Schedule of Activities
One morning per week is departmental-protected conference time for faculty and trainees. The first Wednesday of the month is morbidity and mortality conference, the second Wednesday is journal club, the third and fifth Wednesdays are Grand Rounds, and the fourth Wednesday is administrative time.
Resident-protected education time occurs every Wednesday morning following departmental-protected times. During these sessions, various didactics, small group activities, simulation and hands-on activities are conducted.
Patient rounds are scheduled at various times depending on the service and clinical volumes. Continuity clinics take place at Cleveland Clinic’s main campus and regional sites, and all are precepted by full-time Ob/Gyn generalist faculty members who have training and interest in outpatient clinical teaching. One faculty member is assigned to each half-day clinic. Patients are scheduled so that residents see an average of six patients during a half-day session at the beginning of the PGY 2 year. Residents do not have a continuity clinic in their first year, and no resident will go longer than two months without a continuity clinic during their second through fourth years.
Educational activities are monitored through semi-annual program reviews, rotation-by-rotation specific feedback, program surveys and attendance at conferences, rounds and journal clubs.
Collaborative Learning
You will have opportunities to collaborate on clinical cases with supervising attending physicians and subspecialty fellows in Female Pelvic Medicine and Reconstructive Surgery, Gynecology Oncology and Reproductive Endocrinology.

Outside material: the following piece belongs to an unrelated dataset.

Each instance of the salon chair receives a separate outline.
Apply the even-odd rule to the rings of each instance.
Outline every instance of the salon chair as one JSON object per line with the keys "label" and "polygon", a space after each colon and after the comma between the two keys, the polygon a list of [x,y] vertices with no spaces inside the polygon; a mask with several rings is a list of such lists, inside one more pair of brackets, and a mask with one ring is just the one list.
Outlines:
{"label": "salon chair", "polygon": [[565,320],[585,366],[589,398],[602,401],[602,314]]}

The supervising attending physicians and subspecialty fellows oversee the gynecology subspecialty services.
The obstetrics services and many of the community-based gynecology services do not have fellow involvement. The obstetrics services are overseen by the Obstetrics Chief Resident, and the gynecology service is run by the Gynecology Chief Resident. This gives the chief residents the autonomy needed to develop into supervising physicians as well as to select the most valuable clinical experiences for the resident teams.